Young mumPregnant women and new mothers need more expert psychological support across maternity services and mental health settings such as community perinatal teams and inpatient mother and baby units, according to a new briefing. 

The briefing, by the British Psychological Society’s Faculty of Perinatal Psychology, recommends that a medium-sized maternity hospital with 3,000 deliveries a year should have the full-time services of a clinical psychologist and the services of a consultant psychologist three days a week.

One in 5 women experience a mental health problem during pregnancy or in the year after childbirth and women often have a clear preference for psychological support for mental health problems over, or alongside, more medicalised interventions such as medication.

The briefing comes after ‘The Five-Year Forward View for Mental Health’, published in February by the Independent Mental Health Taskforce to the NHS in England, found that mental health problems not only affect the health of mothers but can also have long-term effects on children’s emotional, social and cognitive development. 

The £8.1 billion annual cost of perinatal mental ill health in the UK equates to almost £10,000 per birth. Yet the taskforce found that fewer than 15% of localities in England provide effective specialist community perinatal services for women with severe or complex conditions. More than 40% provide no service at all. Maps highlighting the gaps in provision have been published by the Maternal Mental Health Alliance as part of their #everyonesbusiness campaign.

The paper sets out the differences that clinical perinatal psychologists can make to pregnant women, new mothers and their infants.
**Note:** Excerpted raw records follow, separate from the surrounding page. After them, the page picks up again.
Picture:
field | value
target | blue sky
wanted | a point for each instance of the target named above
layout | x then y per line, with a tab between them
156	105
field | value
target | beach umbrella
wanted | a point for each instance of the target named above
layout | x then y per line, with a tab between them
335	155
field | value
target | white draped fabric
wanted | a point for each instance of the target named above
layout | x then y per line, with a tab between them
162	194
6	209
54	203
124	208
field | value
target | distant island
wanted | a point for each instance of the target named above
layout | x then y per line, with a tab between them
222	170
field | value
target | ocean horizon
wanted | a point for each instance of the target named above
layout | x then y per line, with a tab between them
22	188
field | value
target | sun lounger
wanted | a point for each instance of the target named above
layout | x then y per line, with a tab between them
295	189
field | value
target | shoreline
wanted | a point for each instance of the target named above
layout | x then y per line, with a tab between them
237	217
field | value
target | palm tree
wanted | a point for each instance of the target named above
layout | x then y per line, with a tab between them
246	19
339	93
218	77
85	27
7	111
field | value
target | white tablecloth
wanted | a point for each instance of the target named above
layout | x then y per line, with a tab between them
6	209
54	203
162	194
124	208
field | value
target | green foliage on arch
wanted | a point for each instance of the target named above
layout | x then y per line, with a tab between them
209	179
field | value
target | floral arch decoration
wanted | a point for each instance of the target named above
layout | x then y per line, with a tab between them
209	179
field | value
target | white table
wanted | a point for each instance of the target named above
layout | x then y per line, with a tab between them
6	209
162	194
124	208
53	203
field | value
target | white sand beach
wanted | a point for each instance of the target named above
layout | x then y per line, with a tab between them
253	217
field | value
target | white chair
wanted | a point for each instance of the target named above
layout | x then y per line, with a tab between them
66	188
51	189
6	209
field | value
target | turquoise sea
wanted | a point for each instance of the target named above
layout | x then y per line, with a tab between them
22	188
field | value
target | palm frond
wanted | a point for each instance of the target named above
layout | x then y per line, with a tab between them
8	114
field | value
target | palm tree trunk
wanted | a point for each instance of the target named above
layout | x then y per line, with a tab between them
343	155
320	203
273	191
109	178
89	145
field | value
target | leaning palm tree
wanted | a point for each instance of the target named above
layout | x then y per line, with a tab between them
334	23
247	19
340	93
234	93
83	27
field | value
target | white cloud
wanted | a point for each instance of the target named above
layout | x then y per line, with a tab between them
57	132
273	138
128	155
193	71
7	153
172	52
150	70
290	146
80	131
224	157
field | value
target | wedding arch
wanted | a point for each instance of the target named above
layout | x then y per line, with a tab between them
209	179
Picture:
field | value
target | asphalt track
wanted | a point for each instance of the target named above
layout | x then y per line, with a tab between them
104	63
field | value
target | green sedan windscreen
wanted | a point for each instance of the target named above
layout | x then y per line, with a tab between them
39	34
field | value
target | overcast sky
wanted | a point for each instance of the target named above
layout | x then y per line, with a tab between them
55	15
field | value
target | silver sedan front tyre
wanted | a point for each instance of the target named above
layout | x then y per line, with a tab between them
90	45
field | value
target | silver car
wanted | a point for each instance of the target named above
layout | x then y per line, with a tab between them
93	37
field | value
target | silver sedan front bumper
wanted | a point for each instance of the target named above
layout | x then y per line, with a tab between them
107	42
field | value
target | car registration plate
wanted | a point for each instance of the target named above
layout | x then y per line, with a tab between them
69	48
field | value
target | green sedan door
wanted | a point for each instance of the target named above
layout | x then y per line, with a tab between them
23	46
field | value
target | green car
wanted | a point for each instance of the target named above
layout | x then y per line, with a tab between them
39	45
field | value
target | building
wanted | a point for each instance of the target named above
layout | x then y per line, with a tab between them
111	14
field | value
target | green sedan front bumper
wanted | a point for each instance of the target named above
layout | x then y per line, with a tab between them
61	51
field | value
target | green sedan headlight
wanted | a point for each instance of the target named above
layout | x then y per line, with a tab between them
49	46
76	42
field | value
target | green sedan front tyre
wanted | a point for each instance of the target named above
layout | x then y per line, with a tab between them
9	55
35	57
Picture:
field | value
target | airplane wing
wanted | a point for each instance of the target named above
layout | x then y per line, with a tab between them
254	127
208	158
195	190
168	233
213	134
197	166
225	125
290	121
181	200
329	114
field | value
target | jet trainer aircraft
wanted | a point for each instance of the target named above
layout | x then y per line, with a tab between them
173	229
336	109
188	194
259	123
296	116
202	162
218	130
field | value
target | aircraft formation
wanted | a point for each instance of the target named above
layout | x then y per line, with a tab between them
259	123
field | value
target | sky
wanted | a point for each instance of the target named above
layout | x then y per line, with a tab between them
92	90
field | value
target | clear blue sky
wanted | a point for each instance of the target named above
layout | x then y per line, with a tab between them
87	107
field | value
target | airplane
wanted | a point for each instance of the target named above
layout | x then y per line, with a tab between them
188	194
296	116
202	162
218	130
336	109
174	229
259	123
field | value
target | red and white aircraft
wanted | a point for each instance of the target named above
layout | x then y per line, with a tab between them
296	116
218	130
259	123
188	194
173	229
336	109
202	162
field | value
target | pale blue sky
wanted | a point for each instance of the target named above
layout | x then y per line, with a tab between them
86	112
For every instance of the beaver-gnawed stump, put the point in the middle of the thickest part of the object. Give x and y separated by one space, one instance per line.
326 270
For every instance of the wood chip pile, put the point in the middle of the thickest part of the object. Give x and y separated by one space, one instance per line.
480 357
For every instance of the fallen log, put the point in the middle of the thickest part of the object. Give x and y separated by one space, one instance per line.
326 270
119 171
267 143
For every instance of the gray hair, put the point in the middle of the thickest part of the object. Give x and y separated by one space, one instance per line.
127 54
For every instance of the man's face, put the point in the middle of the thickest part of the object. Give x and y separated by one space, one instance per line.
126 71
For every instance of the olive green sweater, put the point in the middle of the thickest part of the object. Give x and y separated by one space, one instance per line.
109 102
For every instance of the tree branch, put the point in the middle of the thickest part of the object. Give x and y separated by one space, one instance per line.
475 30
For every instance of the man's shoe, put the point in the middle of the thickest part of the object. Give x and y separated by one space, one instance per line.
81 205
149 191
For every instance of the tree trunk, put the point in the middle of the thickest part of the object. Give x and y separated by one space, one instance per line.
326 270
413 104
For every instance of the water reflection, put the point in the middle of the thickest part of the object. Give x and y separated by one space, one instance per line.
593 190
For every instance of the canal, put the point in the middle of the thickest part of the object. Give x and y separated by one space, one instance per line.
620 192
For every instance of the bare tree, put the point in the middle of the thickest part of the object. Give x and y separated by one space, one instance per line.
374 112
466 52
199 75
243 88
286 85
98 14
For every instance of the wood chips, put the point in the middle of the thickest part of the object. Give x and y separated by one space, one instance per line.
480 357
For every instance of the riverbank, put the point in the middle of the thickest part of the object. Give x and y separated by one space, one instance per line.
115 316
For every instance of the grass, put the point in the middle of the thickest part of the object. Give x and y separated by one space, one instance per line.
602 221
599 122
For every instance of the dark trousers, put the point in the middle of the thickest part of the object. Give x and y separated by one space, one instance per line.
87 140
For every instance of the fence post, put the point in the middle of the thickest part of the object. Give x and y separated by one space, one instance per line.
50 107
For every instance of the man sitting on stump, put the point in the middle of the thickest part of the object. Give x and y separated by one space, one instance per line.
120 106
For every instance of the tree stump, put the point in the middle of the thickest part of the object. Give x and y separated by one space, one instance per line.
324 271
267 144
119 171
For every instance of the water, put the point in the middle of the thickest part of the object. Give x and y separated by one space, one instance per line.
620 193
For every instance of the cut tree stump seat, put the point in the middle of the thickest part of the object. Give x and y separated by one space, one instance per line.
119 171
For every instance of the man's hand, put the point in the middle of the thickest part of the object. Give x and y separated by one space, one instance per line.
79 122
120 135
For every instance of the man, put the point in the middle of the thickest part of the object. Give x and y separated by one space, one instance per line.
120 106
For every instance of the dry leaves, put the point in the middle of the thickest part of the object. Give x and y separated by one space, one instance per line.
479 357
It also shows the benefits perinatal clinical psychology can provide by delivering clinically effective and cost effective services. These include cost savings, improved psychological and physical health outcomes, and improved satisfaction with care. 

Helping women in pregnancy and in the postnatal period to have the best possible mental health allows us to build healthier families and through this to improve the health of society as a whole. 

Professor Peter Kinderman, president of the British Psychological Society, said: “The Independent Mental Health Taskforce identified the need for an extra £1 billion of spending by 2020-21. This new briefing paper shows that poor perinatal mental health is a widespread and expensive problem and that perinatal psychologists have the specialist skills to help in ways new mothers appreciate, transforming lives at this very important time for families.”